We have a dev server we use for pre deployment testing and today I updated that server from 18.04 to 20.04. After that update the OS was detected correctly.
I then updated the server from 20.04 to 22.04 (development) and after that update the OS version still shows 20.04
@toreskev If you read the original request you will see that this is a development environment designed specifically for prerelease testing. We have many servers in our datacenter to upgrade and we begin this process long before the release of 22.04.
22.04 is available right now as a development release and can be installed using the apt do-release-upgrade -d command
By updating early we are able to not only test the environment but also create feedback for our open source community (like Ubuntu and Virtualmin) so that when its time for the full release of a product there are less issues.

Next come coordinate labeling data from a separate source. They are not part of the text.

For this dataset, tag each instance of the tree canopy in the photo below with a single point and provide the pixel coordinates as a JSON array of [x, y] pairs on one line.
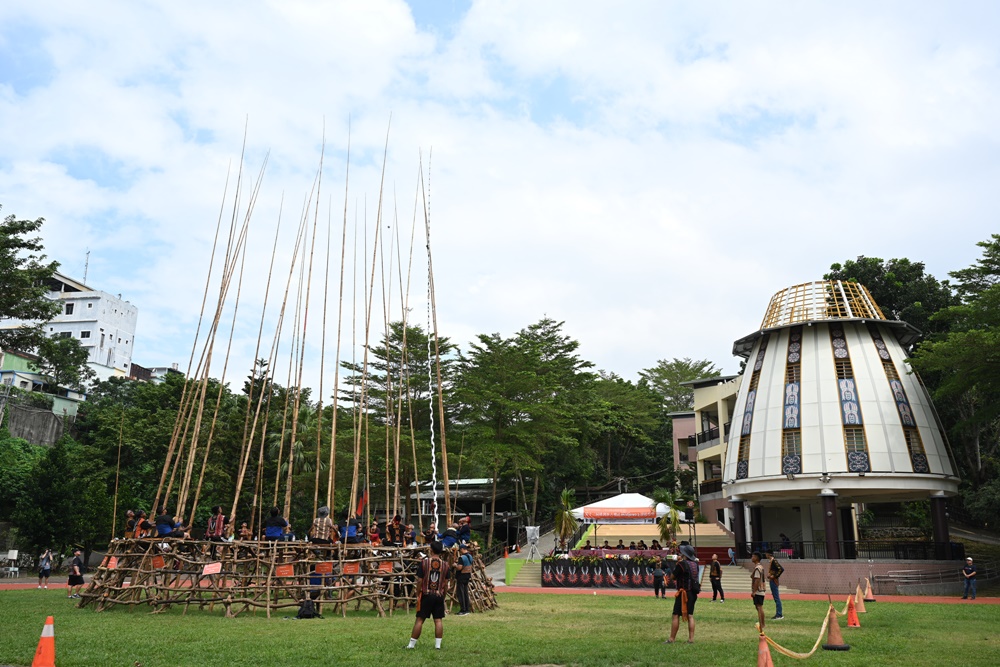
[[24, 275]]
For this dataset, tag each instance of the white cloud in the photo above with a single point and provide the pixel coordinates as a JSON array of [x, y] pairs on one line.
[[701, 157]]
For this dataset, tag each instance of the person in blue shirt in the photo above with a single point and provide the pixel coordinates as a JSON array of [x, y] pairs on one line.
[[463, 566], [969, 573], [274, 525]]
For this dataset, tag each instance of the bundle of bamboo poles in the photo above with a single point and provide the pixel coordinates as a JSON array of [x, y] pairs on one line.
[[243, 576], [189, 449]]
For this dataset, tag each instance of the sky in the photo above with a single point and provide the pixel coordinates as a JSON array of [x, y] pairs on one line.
[[649, 173]]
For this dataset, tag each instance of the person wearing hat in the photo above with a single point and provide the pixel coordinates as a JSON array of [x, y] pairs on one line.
[[394, 532], [75, 575], [969, 572], [322, 526], [686, 576], [463, 568]]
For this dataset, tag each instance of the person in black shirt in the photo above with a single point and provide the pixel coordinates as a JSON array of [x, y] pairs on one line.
[[686, 576]]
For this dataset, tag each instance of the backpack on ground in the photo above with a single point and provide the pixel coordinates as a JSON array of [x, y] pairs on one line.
[[307, 609]]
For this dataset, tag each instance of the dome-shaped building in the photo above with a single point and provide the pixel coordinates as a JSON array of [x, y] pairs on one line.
[[828, 415]]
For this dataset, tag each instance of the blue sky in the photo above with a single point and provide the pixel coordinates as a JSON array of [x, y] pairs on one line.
[[649, 172]]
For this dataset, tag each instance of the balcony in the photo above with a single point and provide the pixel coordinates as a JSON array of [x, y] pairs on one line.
[[710, 486]]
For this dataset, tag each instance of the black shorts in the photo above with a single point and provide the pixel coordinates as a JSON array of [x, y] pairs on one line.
[[678, 609], [431, 605]]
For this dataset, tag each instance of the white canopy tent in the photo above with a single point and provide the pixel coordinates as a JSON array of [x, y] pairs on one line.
[[623, 508]]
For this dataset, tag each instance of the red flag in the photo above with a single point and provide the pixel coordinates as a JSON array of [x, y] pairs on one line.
[[362, 502]]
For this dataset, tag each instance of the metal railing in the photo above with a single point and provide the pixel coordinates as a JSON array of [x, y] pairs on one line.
[[866, 550]]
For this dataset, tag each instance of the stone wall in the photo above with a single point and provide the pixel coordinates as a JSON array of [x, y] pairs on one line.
[[37, 426]]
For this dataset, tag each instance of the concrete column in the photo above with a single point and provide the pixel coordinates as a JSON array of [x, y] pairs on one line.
[[939, 523], [756, 526], [830, 523], [739, 526], [847, 528]]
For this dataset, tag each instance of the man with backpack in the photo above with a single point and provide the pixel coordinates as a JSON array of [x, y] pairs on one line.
[[464, 576], [774, 572], [432, 583]]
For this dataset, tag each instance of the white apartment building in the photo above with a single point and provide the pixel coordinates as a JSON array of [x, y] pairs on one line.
[[103, 323]]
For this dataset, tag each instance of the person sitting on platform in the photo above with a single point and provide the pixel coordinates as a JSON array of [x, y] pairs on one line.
[[352, 532], [168, 526], [274, 525], [245, 533], [450, 537], [142, 528], [322, 527], [394, 532], [465, 530]]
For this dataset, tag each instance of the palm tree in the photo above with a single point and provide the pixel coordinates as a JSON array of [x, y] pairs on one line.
[[670, 522], [565, 524]]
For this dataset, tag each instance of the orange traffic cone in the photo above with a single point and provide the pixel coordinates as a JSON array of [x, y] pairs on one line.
[[859, 600], [869, 596], [45, 654], [834, 640], [764, 654], [852, 613]]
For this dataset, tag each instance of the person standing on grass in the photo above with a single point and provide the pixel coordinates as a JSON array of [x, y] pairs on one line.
[[715, 576], [432, 583], [44, 568], [969, 572], [774, 572], [75, 575], [464, 576], [686, 576], [757, 587]]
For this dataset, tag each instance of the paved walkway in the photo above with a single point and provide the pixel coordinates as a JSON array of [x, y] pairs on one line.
[[838, 599]]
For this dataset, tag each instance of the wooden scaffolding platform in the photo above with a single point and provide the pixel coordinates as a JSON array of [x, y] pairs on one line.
[[246, 576]]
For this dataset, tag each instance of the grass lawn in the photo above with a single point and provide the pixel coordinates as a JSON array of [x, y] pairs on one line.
[[524, 630]]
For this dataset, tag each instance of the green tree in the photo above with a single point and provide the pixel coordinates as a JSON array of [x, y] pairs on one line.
[[24, 275], [63, 362], [670, 523], [565, 522], [901, 288], [666, 379]]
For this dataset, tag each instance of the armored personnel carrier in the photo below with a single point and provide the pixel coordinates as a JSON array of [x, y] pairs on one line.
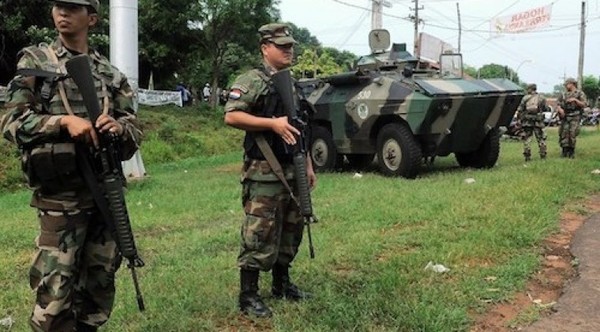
[[406, 112]]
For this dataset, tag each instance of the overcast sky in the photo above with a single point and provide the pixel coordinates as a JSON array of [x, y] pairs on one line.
[[543, 56]]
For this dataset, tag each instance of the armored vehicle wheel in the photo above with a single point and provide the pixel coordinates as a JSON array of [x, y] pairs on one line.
[[322, 150], [398, 153], [359, 161], [486, 155]]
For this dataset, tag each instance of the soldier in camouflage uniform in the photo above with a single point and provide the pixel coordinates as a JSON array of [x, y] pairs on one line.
[[531, 117], [272, 230], [570, 108], [73, 271]]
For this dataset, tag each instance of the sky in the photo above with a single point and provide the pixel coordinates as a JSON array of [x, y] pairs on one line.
[[544, 56]]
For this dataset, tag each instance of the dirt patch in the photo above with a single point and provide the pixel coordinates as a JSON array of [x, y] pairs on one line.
[[545, 287]]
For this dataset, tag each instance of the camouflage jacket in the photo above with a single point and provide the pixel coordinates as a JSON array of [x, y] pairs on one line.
[[251, 93], [32, 120], [572, 109]]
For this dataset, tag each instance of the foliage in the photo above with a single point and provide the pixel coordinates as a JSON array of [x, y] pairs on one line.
[[159, 55], [591, 88], [222, 27], [375, 236]]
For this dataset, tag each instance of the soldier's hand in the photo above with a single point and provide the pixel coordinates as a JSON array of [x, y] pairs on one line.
[[106, 123], [79, 129], [285, 130]]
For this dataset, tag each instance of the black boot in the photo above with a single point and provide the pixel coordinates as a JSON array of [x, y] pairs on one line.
[[250, 302], [83, 327], [284, 288]]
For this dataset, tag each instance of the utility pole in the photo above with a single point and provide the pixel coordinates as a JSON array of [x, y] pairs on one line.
[[459, 26], [376, 15], [581, 47], [417, 20]]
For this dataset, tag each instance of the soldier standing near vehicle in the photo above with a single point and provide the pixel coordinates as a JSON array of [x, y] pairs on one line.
[[570, 107], [531, 116], [272, 230], [73, 271]]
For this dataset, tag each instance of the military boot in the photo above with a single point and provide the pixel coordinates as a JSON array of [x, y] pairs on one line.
[[83, 327], [283, 288], [250, 302]]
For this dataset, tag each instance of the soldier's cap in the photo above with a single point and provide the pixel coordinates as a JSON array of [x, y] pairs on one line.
[[277, 33], [95, 4]]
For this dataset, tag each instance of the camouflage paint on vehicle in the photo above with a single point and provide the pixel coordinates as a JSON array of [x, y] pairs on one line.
[[444, 115]]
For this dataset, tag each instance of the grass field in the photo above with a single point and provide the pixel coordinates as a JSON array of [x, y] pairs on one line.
[[373, 241]]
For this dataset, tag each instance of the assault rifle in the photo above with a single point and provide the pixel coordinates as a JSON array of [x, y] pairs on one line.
[[108, 195], [283, 84]]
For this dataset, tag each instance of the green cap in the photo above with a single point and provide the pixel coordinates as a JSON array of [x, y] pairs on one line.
[[277, 33], [92, 3]]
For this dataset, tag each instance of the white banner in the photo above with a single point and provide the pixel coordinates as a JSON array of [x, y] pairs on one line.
[[157, 97], [528, 20]]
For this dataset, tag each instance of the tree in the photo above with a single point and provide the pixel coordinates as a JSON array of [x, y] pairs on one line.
[[165, 40], [222, 26], [591, 88]]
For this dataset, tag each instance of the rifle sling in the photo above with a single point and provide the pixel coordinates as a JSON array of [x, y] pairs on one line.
[[273, 162], [92, 183]]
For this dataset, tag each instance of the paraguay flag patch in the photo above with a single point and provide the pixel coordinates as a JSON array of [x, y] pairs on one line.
[[235, 94]]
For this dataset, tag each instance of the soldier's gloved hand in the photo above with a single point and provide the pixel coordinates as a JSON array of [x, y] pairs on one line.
[[106, 123], [282, 127], [79, 129]]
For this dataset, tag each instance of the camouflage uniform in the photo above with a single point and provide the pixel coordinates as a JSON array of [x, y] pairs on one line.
[[272, 230], [569, 125], [74, 268], [531, 117]]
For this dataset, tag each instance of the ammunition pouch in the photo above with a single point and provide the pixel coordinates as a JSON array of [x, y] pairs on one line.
[[52, 167]]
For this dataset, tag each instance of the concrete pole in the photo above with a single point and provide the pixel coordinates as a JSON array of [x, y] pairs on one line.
[[376, 22], [124, 55]]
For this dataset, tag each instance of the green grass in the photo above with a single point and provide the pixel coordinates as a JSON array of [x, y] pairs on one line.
[[374, 238]]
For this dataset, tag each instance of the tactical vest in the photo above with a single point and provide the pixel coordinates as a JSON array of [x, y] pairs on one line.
[[267, 106], [571, 109], [532, 105], [51, 167]]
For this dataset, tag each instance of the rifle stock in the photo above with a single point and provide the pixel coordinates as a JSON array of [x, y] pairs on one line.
[[282, 81], [110, 198]]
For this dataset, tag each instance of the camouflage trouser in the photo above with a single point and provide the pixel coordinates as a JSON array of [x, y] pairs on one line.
[[73, 271], [540, 136], [568, 131], [272, 230]]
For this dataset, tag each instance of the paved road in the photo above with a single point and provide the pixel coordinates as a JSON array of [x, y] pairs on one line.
[[578, 309]]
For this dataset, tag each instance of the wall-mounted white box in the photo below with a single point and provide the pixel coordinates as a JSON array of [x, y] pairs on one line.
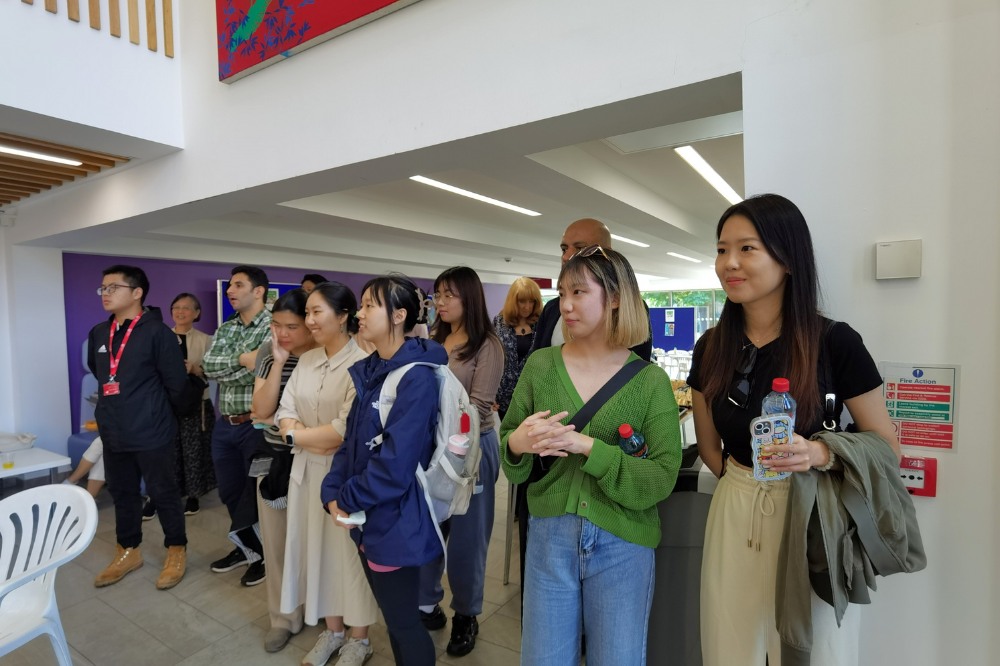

This is how open source development works. We believe in contributing to the communities that we benefit from.
Okey, my apologies, I missed that particular paragraph.
Can’t say I agree with the approach though, but to the each his own I guess.
In every dev environment I’ve dealt with we always started testing on .1 release, never on a beta.
But seeing as Virtualmin is mostly a volunteer project, they still don’t officially support Deb 11 which has been out for 7-8 months now, thinking that they would have support for a beta is rather optimistic
We don’t try to support unreleased distros. We’re spread too thin to even deal with stable distros, we can’t also commit to supporting moving targets.
It is when the OS literally doesn’t exist in the real world. Why would Virtualmin put the ability to identify an OS into it that isn’t even released yet?
It would be a colossal waste of time and resources.
@Gomez_Adams this post has been marked already as solved, I think OP understand already what you suggested… If you have an unrelated issue, please start a new topic instead.
@Joe Totally understand. I was not sure if the detected OS was just something pulled from /etc/os-release or not. Good news is that everything seems to be working well so far including basic features, scheduled backups, interacting with the servers like MySQL and Apache. 22.04 should be a pretty easy target to hit once it stops moving.